While his wife Sleydo’ opposed a pipeline, Cody Merriman intended to stay home with the kids. He ended up arrested, too.

Amanda Follett Hosgood 2 Dec 2021TheTyee.ca

Amanda Follett Hosgood is The Tyee’s northern B.C. reporter. She lives in Wet’suwet’en territory. Find her on Twitter @amandajfollett.

At a cabin deep in Wet’suwet’en territory, the sound of children’s laughter filters through the floorboards from the loft above. A pajama-clad five-year-old peeks down the stairs to announce they are playing a game. “A make-believe game,” she clarifies before disappearing again.

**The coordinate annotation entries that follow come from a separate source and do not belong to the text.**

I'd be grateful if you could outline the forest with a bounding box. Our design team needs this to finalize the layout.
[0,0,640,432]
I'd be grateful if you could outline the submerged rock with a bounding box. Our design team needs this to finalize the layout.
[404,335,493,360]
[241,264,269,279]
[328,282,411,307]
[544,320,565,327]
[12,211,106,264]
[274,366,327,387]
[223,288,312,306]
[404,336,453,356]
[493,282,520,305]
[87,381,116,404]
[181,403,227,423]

Downstairs, Molly Wickham and Cody Merriman relax on their first day home, together, in more than a week. Wickham sips tea as Merriman reclines in a lounge chair. The baby naps on the bed nearby, and there’s a sense of calm in this home the couple built on Gidimt’en territory, the Wet’suwet’en clan to which Wickham belongs.

Despite his relaxed demeanour, Merriman stiffens as he begins to talk about the day, a week earlier, when he left his three children here with friends, expecting to be gone an hour or two. Instead, he was taken into police custody and didn’t return for days.

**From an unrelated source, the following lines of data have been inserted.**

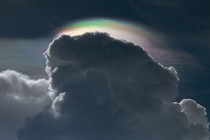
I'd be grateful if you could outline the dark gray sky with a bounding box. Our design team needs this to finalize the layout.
[0,0,210,140]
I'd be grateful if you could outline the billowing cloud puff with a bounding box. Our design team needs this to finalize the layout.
[0,70,50,140]
[18,33,209,140]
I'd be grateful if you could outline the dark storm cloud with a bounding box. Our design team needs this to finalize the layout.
[18,33,209,140]
[0,70,50,140]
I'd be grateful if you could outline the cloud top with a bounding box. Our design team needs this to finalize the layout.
[18,33,209,140]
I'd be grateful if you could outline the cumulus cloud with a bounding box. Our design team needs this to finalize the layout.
[0,70,50,140]
[18,33,209,140]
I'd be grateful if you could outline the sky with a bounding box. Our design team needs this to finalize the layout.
[0,0,210,140]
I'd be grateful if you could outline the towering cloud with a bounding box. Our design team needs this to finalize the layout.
[0,70,50,140]
[18,33,209,140]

Both were arrested on Nov. 19 during a two-day police raid on Wet’suwet’en territory to clear access to the Coastal GasLink pipeline route.

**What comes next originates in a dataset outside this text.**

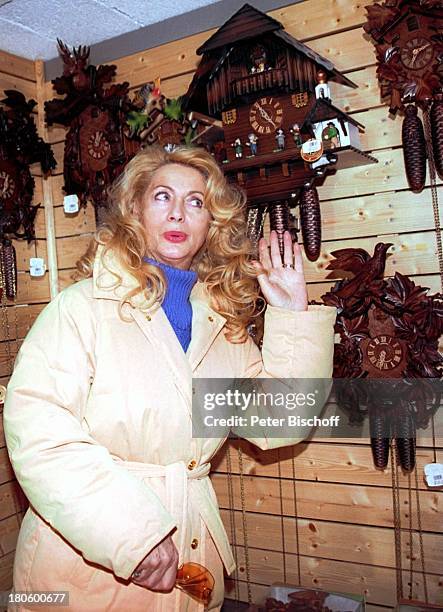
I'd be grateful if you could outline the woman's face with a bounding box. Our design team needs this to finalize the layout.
[142,164,211,270]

But while his wife was occupying a pipeline worksite, Merriman says he had gone out of his way to avoid the conflict and be home with his children.

“The intention of going down there was to really just try to see Molly going by and just support her,” he says about Wickham, who’d been arrested on the territory hours before. “Everybody witnessed me actively not participating, to not be arrested, so that I could be with the kids.”

Wickham, who carries the Wet’suwet’en name Sleydo’, has been a prominent figure in the fight against Coastal GasLink, a 670-kilometre pipeline currently under construction through northern B.C.

Despite Wet’suwet’en hereditary leadership opposing the project, the B.C. Supreme Court issued an injunction barring anyone from blocking worksites or access roads into the pipeline route along the Morice West Forest Service Road.

The road, which has marked the epicentre of the Wet’suwet’en conflict over the past three years, leaves Highway 16 near Houston, B.C. and heads south. It is swept bare by graders and polished by the tires of industry traffic on their journey to worksites and accommodations, some more than 100 kilometres into the bush along the pipeline route.

At one juncture, the road splits in two. Traffic flows one direction, toward active worksites and work camps. In the other direction, it is rough and rutted where only a handful of tires tracks have left their mark in the early season snow.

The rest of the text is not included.